Guiting Power
Recently, with R's help, I've been trying to knock a few things off my worry list. For several weeks I'd been fretting (in a pretty low-key way, admittedly) about the ride-on mower, which we were told to run at intervals throughout the winter, but hadn't - and when it finally hit the top of my list last week, and I tried to start it, almost inevitably it turned out to have a flat battery. R then realised that his battery charger pre-dated our relationship (I'm sure there's a metaphor there somewhere, but perhaps fortunately I can't quite pin it down), so he went to Halfords and bought a new one. And happily, once its battery was recharged, the mower started - albeit a bit reluctantly. The other thing we'd been told to do was not to leave E10 fuel sitting unused in it for any length of time, though of course we'd done that as well - but I had at least remembered to run the tank down to nearly empty last autumn. Yesterday we topped it up with some fresh E5, at which point it started quite promptly and ran perfectly well, so before going off to the owl field I rattled round the top garden and did a high cut, and then patted myself metaphorically on the back and drew a red line through "mower" on my mental list.
This morning the top item on the list was "rose" - this being a Banksia rose that I found, many years ago, self-seeded into the gravel of the back yard, and which once I'd given it some soil to get its feet into turned out to have Putinesque ambitions of territorial expansion. This would surprise me more than it does if I hadn't seen one once in Stow-on-the-Wold, climbing across the roof of a cottage. Over the years we've made various attempts to contain the beast, but last summer it got completely away from us and almost killed a mature hawthorn by swamping it. As I've tried - and failed - a few times now to kill the odd unwelcome self-seeded hawthorn, I can attest to this being a near-impossibility, so I'm reluctantly admiring of the rose for having got so close. Anyway, I checked the hawthorn yesterday and found that it was budding, so this morning we set to work on the rose, and cut the whole thing back to about six feet. To be honest I hadn't thought that we'd get it all done in one session, but my little Stihl battery-powered chainsaw made light work of the stems, even though some of them were by now closer in size to small trunks. Ripping the shoots out through the hawthorn canopy was more challenging - especially as some of them were at least twelve feet long, and both rose and hawthorn are quite viciously thorned - but with R doing most of the heavy work, we managed it.

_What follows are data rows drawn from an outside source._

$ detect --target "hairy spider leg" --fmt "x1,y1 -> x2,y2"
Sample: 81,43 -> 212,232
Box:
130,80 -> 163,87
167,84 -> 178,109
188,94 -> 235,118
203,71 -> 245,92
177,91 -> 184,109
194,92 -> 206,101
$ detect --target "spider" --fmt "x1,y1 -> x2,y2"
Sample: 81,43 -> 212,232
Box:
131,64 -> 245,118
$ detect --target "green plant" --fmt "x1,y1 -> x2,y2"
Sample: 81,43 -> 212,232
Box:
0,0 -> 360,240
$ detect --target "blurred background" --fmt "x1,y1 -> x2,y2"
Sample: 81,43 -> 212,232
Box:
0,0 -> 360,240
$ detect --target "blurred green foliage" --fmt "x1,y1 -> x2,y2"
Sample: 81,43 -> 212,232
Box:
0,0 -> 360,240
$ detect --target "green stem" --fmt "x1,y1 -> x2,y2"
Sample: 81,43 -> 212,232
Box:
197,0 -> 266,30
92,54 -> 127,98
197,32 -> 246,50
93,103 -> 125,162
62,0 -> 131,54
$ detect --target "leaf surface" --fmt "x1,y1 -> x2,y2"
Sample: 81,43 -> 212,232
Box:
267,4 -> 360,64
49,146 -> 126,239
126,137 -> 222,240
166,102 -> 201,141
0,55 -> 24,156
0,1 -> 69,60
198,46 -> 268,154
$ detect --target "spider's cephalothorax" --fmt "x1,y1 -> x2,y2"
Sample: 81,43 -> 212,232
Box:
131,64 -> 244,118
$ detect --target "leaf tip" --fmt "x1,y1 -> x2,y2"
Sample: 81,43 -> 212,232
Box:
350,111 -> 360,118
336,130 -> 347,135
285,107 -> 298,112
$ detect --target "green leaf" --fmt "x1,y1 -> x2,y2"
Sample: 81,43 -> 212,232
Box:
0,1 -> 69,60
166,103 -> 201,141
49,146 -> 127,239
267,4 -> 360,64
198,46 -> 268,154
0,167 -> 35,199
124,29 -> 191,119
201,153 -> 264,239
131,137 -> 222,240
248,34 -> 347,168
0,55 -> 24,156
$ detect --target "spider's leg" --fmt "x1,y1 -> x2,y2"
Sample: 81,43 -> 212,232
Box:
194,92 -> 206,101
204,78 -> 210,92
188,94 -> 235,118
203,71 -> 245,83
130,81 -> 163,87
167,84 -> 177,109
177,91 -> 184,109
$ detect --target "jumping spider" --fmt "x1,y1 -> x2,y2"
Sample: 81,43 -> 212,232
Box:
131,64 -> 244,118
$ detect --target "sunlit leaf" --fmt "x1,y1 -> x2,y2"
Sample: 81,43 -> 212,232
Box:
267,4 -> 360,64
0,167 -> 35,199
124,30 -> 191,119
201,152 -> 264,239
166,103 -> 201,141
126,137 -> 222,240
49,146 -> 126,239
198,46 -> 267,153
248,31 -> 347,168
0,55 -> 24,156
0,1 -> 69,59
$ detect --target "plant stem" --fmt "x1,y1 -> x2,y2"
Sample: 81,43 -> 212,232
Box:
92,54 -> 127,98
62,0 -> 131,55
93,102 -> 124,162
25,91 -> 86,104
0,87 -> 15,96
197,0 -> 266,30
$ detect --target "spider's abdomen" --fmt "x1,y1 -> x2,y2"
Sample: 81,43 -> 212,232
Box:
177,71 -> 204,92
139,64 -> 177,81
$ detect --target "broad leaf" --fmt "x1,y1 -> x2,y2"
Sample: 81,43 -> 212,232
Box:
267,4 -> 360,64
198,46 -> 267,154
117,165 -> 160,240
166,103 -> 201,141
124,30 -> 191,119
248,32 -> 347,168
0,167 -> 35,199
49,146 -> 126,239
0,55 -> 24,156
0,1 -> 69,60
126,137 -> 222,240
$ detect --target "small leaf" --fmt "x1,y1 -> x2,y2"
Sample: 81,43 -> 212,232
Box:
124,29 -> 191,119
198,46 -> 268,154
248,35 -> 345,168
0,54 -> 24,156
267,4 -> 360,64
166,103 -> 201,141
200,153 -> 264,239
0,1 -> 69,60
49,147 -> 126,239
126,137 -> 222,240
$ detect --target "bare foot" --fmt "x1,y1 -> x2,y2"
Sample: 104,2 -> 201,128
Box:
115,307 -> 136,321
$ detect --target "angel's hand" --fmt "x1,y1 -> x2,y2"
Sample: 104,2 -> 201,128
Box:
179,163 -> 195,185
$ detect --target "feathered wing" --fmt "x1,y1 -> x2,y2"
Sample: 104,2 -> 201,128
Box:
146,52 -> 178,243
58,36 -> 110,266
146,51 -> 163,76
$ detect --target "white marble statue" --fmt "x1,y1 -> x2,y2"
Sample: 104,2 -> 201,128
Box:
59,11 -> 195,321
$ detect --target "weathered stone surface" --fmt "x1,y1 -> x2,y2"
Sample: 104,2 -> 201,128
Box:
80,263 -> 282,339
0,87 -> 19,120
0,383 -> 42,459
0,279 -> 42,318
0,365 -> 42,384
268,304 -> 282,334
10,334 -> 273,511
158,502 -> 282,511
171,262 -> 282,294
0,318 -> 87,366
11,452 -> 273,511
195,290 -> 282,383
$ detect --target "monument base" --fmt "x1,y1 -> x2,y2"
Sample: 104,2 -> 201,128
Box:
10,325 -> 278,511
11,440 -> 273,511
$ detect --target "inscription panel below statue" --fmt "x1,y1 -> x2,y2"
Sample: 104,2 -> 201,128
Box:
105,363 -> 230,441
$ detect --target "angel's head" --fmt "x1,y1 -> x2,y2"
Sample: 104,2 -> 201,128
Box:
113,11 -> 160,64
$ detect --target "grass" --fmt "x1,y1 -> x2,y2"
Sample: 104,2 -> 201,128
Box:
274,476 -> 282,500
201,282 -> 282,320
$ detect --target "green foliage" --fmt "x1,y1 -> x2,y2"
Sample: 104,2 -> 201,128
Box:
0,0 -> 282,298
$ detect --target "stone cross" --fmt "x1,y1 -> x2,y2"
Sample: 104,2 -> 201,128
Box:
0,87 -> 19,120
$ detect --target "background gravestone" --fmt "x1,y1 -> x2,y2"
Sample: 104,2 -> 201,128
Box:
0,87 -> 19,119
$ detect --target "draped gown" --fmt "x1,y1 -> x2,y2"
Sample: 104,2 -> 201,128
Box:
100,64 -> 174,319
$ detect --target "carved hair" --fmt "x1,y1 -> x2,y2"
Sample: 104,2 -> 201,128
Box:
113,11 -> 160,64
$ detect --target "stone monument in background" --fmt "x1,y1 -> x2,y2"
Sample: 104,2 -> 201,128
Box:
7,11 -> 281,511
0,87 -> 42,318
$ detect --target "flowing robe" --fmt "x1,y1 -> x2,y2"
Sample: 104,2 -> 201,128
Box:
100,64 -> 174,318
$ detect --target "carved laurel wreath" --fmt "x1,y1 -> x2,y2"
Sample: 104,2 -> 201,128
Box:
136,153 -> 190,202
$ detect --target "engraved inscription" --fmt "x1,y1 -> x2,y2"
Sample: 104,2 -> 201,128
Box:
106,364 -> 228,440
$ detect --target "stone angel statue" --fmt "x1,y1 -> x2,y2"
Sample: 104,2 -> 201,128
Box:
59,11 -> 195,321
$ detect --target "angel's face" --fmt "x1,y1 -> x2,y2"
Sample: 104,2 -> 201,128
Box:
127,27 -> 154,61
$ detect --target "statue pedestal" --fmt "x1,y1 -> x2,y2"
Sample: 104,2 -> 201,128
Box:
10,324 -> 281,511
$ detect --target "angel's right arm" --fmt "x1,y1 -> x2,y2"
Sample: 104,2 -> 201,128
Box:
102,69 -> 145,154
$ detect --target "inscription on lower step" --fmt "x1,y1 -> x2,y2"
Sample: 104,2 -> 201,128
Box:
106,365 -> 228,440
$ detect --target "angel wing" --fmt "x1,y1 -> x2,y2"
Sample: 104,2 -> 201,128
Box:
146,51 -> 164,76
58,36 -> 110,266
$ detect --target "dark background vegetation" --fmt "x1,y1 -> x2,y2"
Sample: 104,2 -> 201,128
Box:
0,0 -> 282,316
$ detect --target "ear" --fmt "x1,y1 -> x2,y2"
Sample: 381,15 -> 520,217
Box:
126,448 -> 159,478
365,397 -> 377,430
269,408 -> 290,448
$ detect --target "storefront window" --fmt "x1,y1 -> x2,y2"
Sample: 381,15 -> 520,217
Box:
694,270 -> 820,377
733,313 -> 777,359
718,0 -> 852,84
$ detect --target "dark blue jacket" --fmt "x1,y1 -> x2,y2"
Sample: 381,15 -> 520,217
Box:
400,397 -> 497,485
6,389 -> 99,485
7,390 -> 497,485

R then went back to his Sisyphean task of digging brambles out of the flower beds, while I did a little bit of work in the wild garden, pruning the quince tree and cutting up a huge limb that came down off a Bhutan pine in one of the recent storms. After this we sat for a while over coffee and biscuits, chatting and feeling very self-righteous. And then I went owling - which was the point at which the day fell apart. To be fair, I couldn't really have predicted the dearth of bird movement up on the scarp - it was brighter today than yesterday, a tiny bit warmer, and (at least in theory) barely any windier. But in reality the wind was vicious, and as we know, the owls don't care for it, so they stayed tucked up in their tussocks, while the owling crew (who also don't care for it) stood around with gritted teeth, and a mounting feeling that this was going to be a Bad Day. The further the afternoon wore on, the more I wished that I'd stuck on yesterday's good owls, and not pushed my luck on a twist.
Driving home in the dusk with virtually nothing on the camera, I annoyed quite a few commuters by stopping at the roadside and leaping out of the car whenever a Red Kite hove into view, but they slipped away on the wind every time before I could get any decent shots, so I might as well have saved us all the aggravation. The last of these stops was on the hill above Guiting Power, where after missing a mini-murmuration I thought I'd better rattle off a few landscape frames. Guiting Power is a more interesting village than this image would lead you to believe; you can read about it here and here, if you'd care to. One day when the owl season is over I'll make the effort to find out the location of the nature reserve, and check it out.